Initial Git Connection

    In Super, click Data Sources in the sidebar.
    Click + New source , then choose or search for Git and click Add a repository .
    Enter your Repository URL — Super accepts SSH ( git@github.com:org/repo.git ) or HTTPS ( https://example.com/foo/bar.git ).
    (Optional) Toggle Index code on if you want Super to index all source files in the repo, not just markdown documentation. See The Index code option below for what this changes.
    (Optional) Paste your Private SSH key if you're using the SSH transport. Leave blank for HTTPS.
    Click Submit .
Large repositories may have longer initial sync times

How Super uses your Git data

Super clones your Git repository over the Git protocol and indexes the files in it. By default, only markdown (.md) files are indexed — typically your documentation, READMEs, design docs, and runbooks.
Super re-syncs each repository every 6 hours. Files that haven't changed are skipped, so re-syncs are fast.

The Index code option

When Index code is enabled on a connection, Super also indexes all other text files in the repository (source code, config files, scripts), not just markdown.

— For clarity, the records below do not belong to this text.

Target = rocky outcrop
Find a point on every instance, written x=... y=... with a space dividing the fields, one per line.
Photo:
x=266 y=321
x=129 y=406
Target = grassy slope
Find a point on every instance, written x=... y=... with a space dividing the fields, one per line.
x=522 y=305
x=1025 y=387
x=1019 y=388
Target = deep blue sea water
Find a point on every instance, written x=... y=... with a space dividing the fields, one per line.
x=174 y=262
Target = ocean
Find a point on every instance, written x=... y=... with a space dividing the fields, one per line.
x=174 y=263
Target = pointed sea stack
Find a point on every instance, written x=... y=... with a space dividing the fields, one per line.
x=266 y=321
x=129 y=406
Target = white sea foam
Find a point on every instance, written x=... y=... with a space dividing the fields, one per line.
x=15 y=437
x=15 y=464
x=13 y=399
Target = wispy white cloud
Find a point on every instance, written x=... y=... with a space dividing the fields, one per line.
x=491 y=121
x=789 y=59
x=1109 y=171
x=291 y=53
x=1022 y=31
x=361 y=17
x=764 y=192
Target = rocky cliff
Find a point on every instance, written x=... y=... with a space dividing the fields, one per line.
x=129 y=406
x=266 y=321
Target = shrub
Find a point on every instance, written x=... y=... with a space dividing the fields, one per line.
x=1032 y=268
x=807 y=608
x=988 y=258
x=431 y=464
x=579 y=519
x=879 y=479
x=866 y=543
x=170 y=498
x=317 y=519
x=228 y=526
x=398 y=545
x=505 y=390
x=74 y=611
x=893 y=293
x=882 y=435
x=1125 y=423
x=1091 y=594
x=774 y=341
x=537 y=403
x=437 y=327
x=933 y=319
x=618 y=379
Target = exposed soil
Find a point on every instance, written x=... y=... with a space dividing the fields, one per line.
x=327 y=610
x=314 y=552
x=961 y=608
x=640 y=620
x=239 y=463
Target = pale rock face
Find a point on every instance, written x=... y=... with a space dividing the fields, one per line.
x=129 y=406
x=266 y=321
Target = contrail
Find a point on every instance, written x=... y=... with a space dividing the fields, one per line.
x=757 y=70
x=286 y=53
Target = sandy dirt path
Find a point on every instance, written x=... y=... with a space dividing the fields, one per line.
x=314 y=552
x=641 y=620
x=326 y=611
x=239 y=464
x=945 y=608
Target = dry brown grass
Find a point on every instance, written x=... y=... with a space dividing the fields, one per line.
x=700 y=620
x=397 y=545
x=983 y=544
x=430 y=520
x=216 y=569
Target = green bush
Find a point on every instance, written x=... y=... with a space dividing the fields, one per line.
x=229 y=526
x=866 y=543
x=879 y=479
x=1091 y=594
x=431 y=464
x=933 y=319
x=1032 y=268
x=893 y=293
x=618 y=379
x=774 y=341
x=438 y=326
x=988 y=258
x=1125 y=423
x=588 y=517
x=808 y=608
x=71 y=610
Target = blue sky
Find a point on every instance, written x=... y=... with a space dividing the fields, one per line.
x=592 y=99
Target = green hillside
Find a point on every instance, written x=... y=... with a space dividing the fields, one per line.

Each indexed file can be up to 512 KB; larger files and binary files are skipped.
Indexing code is only available through the Git source. The GitHub and GitLab connectors index issues and pull/merge requests only — to index a repository's source files, connect it as a Git source, even if it's hosted on GitHub or GitLab.
You can toggle this at connection time or later — open the 3-dot menu on the Git connection in the Data Sources panel and click Edit settings.

Access Control & Privacy

Git is a  Shared  source: once a repository is connected, its content is available to your Super workspace as a whole rather than being matched to each user's permissions in your Git host.
By default a newly connected repository is restricted to workspace admins. To open it to more people, go to the connection in the Data Sources panel and adjust access. See  Controlling access to shared sources  for details.

Frequently asked questions

Does Super write back to my repository?

No. Super clones your repo read-only and never pushes, commits, comments, or modifies anything on the remote.

What does "Index code" actually index?

All text files in the repository, including source code, config files, and scripts. Files larger than 512 KB are skipped, and binary files are detected and excluded automatically. With Index code disabled (the default), only .md markdown files are indexed.

Can I update the SSH key or change Index code after connecting?

Yes. Open the 3-dot menu on the Git connection in the Data Sources panel and click Edit settings.

How often does Super re-sync the repository?

Every 6 hours. Files with unchanged content are skipped, so re-syncs are fast even for large repos.